Суворину, безусловно, импонировали некоторые стороны чеховского миросозерцания — именно о них он говорил в своей статье об «Иванове»: «Миросозерцание у него совершенно свое, крепко сложившееся, гуманное, но без сентиментальности, независимое от всяких направлений <…> Это позволяет ему смотреть прямо в глаза природе и людям и, нимало не лукавя, приветствовать живую жизнь всюду, где она копошится. Ничего отравленного какими-нибудь предвзятыми идеями нет у этого талантливого человека» (А. Суворин. «Иванов», драма в 4 д. Антона Чехова. — «Новое время», 1889, № 4649, 6 февраля). Но даже из этой статьи видно, что в Чехове Суворин видел некую апологию «здравого смысла» и обыденной жизни: «У него все самое обыновенное и заурядное, общечеловеческое, обыкновенные дети, простые мужчины и простые женщины <…> Он сам как будто хочет сказать, что надо жить просто, как все, и вносить свои лучшие силы, лучшие намерения в развитие этой простой, обыкновенной жизни…» (там же). Об этом же Суворин писал и после смерти Чехова. И хотя «в нем соединялся поэт и человек большого здравого смысла» («Новое время», 1904, № 10179, 4 июля), второй, по Суворину, в Чехове преобладал.

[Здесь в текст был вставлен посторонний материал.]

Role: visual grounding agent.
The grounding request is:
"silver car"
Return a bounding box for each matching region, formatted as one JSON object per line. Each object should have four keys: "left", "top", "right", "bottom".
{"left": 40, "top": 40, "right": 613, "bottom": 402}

Поэтому вполне понятно, что Суворин был заинтересован в авторе-публицисте, который, как представлялось ему, целиком стоит на тех же позициях, что и он, Суворин (адептом «здравого смысла», «простой жизни», «малых дел» критика будет считать Чехова еще много лет после). Очевидно, в это же феодосийское лето Суворин предлагал Чехову «занять в газете определенное рабочее и денежное положение» (Письма, т. 2, стр. 322) — во всяком случае, слухи об этом широко распространились (см. Письма, т. 3, стр. 370). С большой охотою Суворин печатал чеховские статьи. «Он готов ставить и печатать все, что только мне вздумалось бы написать», — говорил Чехов (А. Н. Плещееву, 2 января 1889 г.).